La Vierge et le neutrino

Quel avenir pour les sciences?
Isabelle Stengers
depuis le 6 janvier 2006, dans toutes les bonnes librairies — aux Empêcheurs de penser en rond
     
 
Les scientifiques peuvent aujourd’hui considérer qu’ils ont deux types d’ennemis.

Ceux qu’ils dénoncent le plus volontiers sont les sociologues, et tous ceux qui, comme ces derniers, sont accusés de participer à une « montée de l’irrationalité ». Les scientifiques se sont sentis insultés par leurs nouvelles manières de raconter les découvertes scientifiques, et ils craignent de voir se propager un relativisme sceptique qui détourne le public de « sa » science, qui détruit l’idée d’un rapport privilégié de la science avec la Vérité et la Réalité. C’est là l’origine de « la guerre des sciences » dont un moment important a été l’affaire Sokal.

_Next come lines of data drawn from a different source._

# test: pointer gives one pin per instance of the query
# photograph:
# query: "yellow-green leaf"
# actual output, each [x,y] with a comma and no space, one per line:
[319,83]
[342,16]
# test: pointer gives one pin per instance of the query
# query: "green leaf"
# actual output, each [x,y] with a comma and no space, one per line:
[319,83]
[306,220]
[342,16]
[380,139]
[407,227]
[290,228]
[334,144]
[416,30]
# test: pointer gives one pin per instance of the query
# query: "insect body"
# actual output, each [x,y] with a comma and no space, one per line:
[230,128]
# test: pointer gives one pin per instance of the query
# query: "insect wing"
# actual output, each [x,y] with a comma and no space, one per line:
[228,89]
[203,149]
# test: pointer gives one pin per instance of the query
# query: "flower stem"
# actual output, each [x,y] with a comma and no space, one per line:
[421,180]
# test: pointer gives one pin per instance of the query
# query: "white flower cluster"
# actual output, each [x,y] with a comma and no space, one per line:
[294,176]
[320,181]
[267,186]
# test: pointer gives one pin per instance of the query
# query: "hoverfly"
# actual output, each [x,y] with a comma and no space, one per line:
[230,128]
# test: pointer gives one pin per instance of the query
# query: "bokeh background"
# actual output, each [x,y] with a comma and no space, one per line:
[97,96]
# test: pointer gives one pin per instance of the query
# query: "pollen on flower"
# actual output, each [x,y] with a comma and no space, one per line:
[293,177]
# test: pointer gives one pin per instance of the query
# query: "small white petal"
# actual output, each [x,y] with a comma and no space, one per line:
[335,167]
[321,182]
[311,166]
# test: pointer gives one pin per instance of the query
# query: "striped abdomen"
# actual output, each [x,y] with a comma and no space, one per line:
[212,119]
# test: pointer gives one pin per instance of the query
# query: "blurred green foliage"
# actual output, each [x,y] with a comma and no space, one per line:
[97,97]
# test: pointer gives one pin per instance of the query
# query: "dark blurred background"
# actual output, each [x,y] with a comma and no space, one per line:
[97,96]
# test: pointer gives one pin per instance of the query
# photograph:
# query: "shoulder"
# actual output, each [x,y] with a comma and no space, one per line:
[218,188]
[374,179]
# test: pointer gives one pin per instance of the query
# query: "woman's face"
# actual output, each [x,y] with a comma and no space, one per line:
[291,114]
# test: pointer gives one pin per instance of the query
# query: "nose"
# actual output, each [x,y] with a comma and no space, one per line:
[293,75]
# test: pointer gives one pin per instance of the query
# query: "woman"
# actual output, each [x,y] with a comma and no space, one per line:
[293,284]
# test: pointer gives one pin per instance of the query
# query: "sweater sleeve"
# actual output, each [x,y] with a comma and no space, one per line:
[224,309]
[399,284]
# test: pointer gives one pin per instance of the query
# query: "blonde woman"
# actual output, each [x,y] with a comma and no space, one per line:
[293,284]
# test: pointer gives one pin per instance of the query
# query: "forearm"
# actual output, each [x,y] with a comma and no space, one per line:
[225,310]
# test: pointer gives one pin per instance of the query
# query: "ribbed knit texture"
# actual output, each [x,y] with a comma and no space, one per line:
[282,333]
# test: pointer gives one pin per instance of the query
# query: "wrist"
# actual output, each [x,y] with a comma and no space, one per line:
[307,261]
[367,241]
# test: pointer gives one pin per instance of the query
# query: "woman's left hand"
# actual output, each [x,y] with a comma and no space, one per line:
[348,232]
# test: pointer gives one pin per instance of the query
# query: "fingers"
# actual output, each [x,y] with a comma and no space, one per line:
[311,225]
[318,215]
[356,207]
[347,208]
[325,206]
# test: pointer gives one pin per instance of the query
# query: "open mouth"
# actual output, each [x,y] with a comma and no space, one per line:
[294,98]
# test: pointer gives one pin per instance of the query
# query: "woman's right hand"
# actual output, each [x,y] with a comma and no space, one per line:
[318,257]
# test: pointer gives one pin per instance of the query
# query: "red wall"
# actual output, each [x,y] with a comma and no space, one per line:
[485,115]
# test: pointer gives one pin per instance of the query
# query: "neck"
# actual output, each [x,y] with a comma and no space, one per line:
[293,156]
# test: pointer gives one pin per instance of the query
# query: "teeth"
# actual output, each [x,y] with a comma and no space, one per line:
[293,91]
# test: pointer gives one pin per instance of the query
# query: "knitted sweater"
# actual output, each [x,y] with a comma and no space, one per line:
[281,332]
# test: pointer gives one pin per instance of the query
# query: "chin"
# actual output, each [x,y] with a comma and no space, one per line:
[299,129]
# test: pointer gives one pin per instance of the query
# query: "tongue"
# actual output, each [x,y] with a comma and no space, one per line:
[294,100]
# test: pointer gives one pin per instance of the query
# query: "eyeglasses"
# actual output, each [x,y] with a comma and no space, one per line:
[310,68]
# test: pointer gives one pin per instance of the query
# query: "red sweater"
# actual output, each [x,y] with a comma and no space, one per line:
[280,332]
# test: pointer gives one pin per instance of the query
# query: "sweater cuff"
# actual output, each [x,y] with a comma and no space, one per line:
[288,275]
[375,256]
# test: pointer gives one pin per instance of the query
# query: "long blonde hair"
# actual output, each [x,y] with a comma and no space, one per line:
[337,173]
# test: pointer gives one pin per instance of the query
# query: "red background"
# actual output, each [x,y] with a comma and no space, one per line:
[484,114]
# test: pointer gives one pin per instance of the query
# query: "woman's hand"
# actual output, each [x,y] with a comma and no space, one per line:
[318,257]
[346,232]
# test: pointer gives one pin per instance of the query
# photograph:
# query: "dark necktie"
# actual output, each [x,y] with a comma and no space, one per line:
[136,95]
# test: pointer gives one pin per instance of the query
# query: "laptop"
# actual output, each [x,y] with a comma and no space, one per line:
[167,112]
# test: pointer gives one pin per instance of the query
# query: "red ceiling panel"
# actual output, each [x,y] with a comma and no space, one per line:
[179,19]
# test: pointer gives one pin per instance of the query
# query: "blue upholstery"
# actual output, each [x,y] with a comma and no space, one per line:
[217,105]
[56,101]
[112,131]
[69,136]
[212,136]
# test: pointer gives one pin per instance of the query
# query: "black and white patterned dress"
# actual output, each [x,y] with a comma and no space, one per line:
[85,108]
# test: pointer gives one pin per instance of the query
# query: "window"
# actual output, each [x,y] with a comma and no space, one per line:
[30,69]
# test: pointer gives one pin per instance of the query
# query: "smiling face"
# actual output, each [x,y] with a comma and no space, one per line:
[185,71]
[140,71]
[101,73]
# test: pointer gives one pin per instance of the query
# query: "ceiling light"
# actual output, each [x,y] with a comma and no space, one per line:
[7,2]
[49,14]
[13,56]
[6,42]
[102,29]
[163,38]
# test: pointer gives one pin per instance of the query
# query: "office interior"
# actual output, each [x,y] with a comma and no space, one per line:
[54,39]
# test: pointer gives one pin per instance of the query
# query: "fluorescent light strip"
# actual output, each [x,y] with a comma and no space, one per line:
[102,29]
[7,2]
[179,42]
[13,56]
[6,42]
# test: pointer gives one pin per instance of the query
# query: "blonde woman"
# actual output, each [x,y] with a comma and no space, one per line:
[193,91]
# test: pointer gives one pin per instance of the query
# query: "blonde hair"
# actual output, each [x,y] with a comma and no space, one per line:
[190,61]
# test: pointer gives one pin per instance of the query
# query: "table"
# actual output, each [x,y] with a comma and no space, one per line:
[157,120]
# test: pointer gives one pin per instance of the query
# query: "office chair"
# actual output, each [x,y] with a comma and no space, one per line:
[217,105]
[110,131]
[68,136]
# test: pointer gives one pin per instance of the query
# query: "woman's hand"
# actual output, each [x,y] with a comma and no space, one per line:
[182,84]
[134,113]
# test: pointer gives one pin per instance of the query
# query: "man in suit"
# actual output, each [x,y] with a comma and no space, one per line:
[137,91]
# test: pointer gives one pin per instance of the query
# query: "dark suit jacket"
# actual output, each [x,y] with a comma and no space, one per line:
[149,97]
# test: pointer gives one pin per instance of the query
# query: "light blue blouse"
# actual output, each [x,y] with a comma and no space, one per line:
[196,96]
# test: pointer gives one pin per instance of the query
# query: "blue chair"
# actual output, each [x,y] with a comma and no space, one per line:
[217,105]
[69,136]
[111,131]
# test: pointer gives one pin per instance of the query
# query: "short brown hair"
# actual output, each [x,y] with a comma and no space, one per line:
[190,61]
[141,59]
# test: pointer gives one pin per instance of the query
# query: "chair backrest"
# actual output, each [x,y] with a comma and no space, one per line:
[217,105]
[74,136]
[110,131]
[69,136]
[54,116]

Au moment où cette guerre fait rage, les scientifiques se trouvent confrontés à un autre problème, beaucoup plus grave. Leur ancienne alliance avec l’État semble rompue : celui-ci répugne désormais à financer les travaux réalisés en toute autonomie. Il leur demande de se rapprocher des industriels, voire de se soumettre à leurs intérêts. Leurs objectifs ne doit plus être de faire progresser la connaissance mais, par exemple, de déposer des brevets… Les scientifiques n’ont plus seulement affaire à des sociologues qui prétendent qu’ils n’ont jamais été autonomes mais toujours liés par des intérêts et des alliances, mais à des hommes politiques et des industriels qui veulent vraiment leur enlever toute autonomie, toute liberté dans le choix de leur sujets de recherche.

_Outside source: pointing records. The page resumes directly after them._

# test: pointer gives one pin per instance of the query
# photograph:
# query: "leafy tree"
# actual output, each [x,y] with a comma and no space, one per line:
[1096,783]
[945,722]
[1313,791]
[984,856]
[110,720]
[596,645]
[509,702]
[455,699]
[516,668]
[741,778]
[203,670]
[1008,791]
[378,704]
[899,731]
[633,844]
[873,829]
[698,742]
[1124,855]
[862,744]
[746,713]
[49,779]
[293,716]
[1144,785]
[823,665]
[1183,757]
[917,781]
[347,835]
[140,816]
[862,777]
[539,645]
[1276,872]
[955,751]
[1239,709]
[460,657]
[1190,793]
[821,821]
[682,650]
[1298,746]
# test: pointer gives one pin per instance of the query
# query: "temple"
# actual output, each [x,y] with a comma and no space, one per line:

Selon Isabelle Stengers, les scientifiques sont en mauvaise posture car s’ils ont bien raison de ne pas accepter la manière dont les sociologues relativistes parlent « mal » d’eux, ils n’ont pas su de leur côté, trouver les mots pour décrire la spécificité de leur travail. Ils ne savent pas se présenter, ce qui les affaiblit dans leur opposition aux tentatives capitalistes modernes de redéfinir leur activité.
Mais il arrive aussi qu’un troisième acteur surgisse : le « public » comme on l’a vu dans le cas des OGM. Il s’agit dans chaque cas de publics particuliers qui n’acceptent plus que « l’on sache » mais que l’on reste impuissant face aux conséquences prévisibles de ce que l’on sait (comme dans le cas du réchauffement de la planète). C’est donc dans un nouvel environnement (une nouvelle écologie) que les scientifiques doivent apprendre à travailler et ce pourrait être une chance.

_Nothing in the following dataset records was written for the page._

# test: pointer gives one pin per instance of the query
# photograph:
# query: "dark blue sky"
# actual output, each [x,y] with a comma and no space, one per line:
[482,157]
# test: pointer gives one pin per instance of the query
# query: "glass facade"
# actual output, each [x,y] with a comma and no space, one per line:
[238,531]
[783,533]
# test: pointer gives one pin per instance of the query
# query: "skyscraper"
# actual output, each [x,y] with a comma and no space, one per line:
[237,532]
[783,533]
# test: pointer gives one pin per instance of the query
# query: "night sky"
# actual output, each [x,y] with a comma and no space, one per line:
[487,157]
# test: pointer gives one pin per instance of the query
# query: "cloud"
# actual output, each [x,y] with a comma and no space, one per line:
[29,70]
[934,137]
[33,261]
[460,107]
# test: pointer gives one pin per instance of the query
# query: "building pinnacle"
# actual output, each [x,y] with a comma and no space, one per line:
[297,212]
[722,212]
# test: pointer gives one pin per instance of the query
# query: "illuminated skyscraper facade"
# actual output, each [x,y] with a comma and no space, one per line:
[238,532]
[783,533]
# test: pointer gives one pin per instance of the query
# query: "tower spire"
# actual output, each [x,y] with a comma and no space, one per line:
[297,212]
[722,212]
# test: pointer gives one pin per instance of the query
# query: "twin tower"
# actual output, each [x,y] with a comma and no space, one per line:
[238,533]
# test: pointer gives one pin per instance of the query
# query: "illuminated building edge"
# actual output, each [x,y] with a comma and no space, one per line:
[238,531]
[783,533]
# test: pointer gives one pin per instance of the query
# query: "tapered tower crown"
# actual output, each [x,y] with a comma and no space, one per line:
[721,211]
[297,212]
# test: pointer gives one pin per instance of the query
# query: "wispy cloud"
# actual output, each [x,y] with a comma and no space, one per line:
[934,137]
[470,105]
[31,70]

En quoi cela pourrait-il intéresser la philosophie ? Isabelle Stengers propose d’abord de renoncer à l’idée que l’on pourrait définir « la science ». Si il y a quelque chose de commun à toutes les pratiques scientifiques, c’est à partir des manières dont elles sont (parfois) capables de dire « quelque chose de nouveau sur le monde ». Elles le « peuplent » avec de nouveaux êtres. Ce n’est jamais une voie droite, faite selon une méthode prédéterminée, mais le résultat d’incessantes hésitations. Pourquoi faudrait-il que, simultanément, ceux qui défendent les sciences « vident » le monde de toutes les autres pratiques qui n’ont ni la même histoire ni les mêmes ambitions ? Comment, en conséquence, imaginer la possibilité d’une coexistence des pèlerins de la Vierge et des praticiens des sciences sans hiérarchie, sans un point de vue qui trie, juge et ordonne (les premiers traduiraient l’arbitraire de la subjectivité humaine, les seconds une objectivité valable pour tous les humains) ? Cela ne relèvera pas d’une bonne volonté générale, de la tolérance, mais de l’invention de nouveaux rapports entre les différentes pratiques.
Isabelle Stengers imagine que ce pourrait être le rôle de « diplomates » d’un nouveau genre. Les diplomates savent qu’ils doivent prendre des risques, rendre des comptes à ceux qui les ont délégués, que rien n’est jamais garanti, que la paix est toujours une fabrication exigeante.
     
 
Isabelle Stengers est philosophe. Elle a longtemps travaillé avec Illya Prigogine (Prix Nobel de physique). Elle enseigne à l’Université libre de Bruxelles. Elle est un des auteurs phares des Empêcheurs de penser en rond.